If anything, Souter gave drug-sniffing dogs too much credit. A 2011 Chicago Tribune analysis of data from suburban police departments found that vehicle searches justified by a dog's alert failed to turn up drugs or drug paraphernalia 56 percent of the time. In 1979 six police dogs at two public schools in Highland, Indiana, alerted to 50 students, only 17 of whom possessed contraband (marijuana, drug paraphernalia, and cans of beer), meaning the false positive rate was 66 percent. Looking at the performance of an Illinois state police K-9 team during an 11-month period in 2007 and 2008, Huffington Post reporter Radley Balko found that the dog sniffed 252 vehicles and alerted 136 times, but 74 percent of the searches triggered by those alerts did not find measurable amounts of illegal drugs. Similarly, a 2006 study by the New South Wales Ombudsman in Australia, an independent agency analogous to the U.S. Government Accountability Office, looked at more than 10,000 searches of people triggered by dog alerts and discovered that 74 percent of them found no illegal drugs. More-recent data from New South Wales indicate an even higher error rate: 80 percent in 2011.

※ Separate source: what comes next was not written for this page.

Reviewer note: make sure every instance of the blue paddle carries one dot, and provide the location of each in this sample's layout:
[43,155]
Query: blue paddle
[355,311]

Those numbers look almost respectable compared to the results of a 1984 operation in which Florida state police stopped about 1,330 vehicles at roadblocks and walked dogs around them. If one dog alerted, another was brought in, and vehicles were searched only if both dogs indicated the presence of illegal drugs. That happened 28 times, but those searches yielded just one drug arrest. In other words, even when two dogs both signaled the presence of drugs, they were wrong 96 percent of the time.

It turns out that dogs mostly respond to their handlers and routinely infer when they should alert on a car, or a school locker, or a piece of luggage. That didn't stop the Supreme Court in Illinois v. Caballes from ruling "the use of a well-trained narcotics-detecting dog…during a lawful traffic stop generally does not implicate legitimate privacy interests," effectively giving cops an extraordinarily long leash to run around the Fourth Amendment. In 2014, the high court further ruled a police dog's alert is enough to trigger a search and that a defendant would need to prove that a given mutt is particularly bad at its job. If you think holding human cops accountable is tough, it's even more difficult when it comes to K-9s. The only good news on the sniffing-dog front came in 2015, when the Supreme Court ruled that prolonging a routine traffic stop so that police could let a dog wander around a vehicle was unconstitutional.

But that was then and now is now and we really need "electronic-detection forensic K-9s" because now that pot is being legalized everywhere, well, we don't want to send all these pooches off to the Hotel Terminus for Dogs or something.